L'evento differisce dalle precedenti ipotesi di sostituzione monetaria note dalla storia (si pensi alla periodicità di tali eventi in alcuni stati sudamericani, oppure alle vicende del rublo russo dopo lo scioglimento dell'Unione Sovietica, oppure ancora alle vicende del marco tedesco nell'immediato dopoguerra o dopo la riunificazione tedesca del 1991) in quanto deriva non da esigenze di riassetto di un singolo stato a seguito di eventi economici o politici eccezionali, bensì dalla libera scelta effettuata da più stati sovrani di abdicare, limitatamente alla funzione monetaria, ad una parte della propria sovranità, a beneficio di un'entità sovranazionale quale appunto l'Unione Europea.
Questa elementare considerazione impone di per sé di collocare l'intera vicenda, al fine dell'individuazione delle fonti che regolano dal punto di vista giuridico la materia, nel contesto proprio dell'Unione Europea, e quindi del diritto comunitario.
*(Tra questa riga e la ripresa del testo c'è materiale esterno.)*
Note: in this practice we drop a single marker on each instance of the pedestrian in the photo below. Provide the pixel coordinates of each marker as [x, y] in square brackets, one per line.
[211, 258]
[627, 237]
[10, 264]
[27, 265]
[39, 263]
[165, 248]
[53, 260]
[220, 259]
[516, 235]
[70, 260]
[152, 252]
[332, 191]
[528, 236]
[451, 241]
L'operatore ed il cittadino italiano che intendano approfondire taluni aspetti giuridici dell'introduzione dell'euro dovranno quindi abbandonare l'abitudine di consultare direttamente i propri codici nazionali e le proprie leggi complementari nazionali. Essi, piuttosto, dovranno individuare le norme fondamentali all'interno del trattato dell'Unione Europea e del trattato della Comunità Europea, come (rispettivamente) introdotti e modificati ad opera dei trattati che si sono succeduti nel corso degli Anni Novanta, e, soprattutto, nelle c.d. fonti comunitarie derivate, ovvero in quei provvedimenti normativi emessi dalle istituzioni comunitarie secondo le regole stabilite nei trattati e direttamente efficaci nei singoli stati nazionali.
La disciplina giuridica dell'euro, in particolare, si trova contenuta nei due regolamenti del Consiglio dell'Unione Europea emessi rispettivamente in data 17 giugno 1997, n. 1103 (vincolante per tutti gli Stati membri) e in data 3 maggio 1998, n. 974 (vincolante esclusivamente per gli stati aderenti all'Unione Economica e Monetaria).
Attualmente, fanno parte dell'Unione Economica e Monetaria l'Austria, il Belgio, la Francia, la Germania, la Grecia, la Finlandia, l'Irlanda, l'Italia, il Lussemburgo, i Paesi Bassi, il Portogallo e la Spagna. Fanno invece parte dell'Unione Europea, ma non dell'Unione Economica e Monetaria, la Danimarca, la Gran Bretagna e la Svezia.
Le norme dettate dal legislatore nazionale, i regolamenti amministrativi e le circolari emanate dalle diverse autorità nazionali nelle materie di competenza di ciascuna sono ovviamente a loro volta vincolanti, nell'ambito del territorio italiano, ma operano con il valore gerarchico ed i limiti loro propri, e cioè in via subordinata rispetto alle norme di diritto comunitario.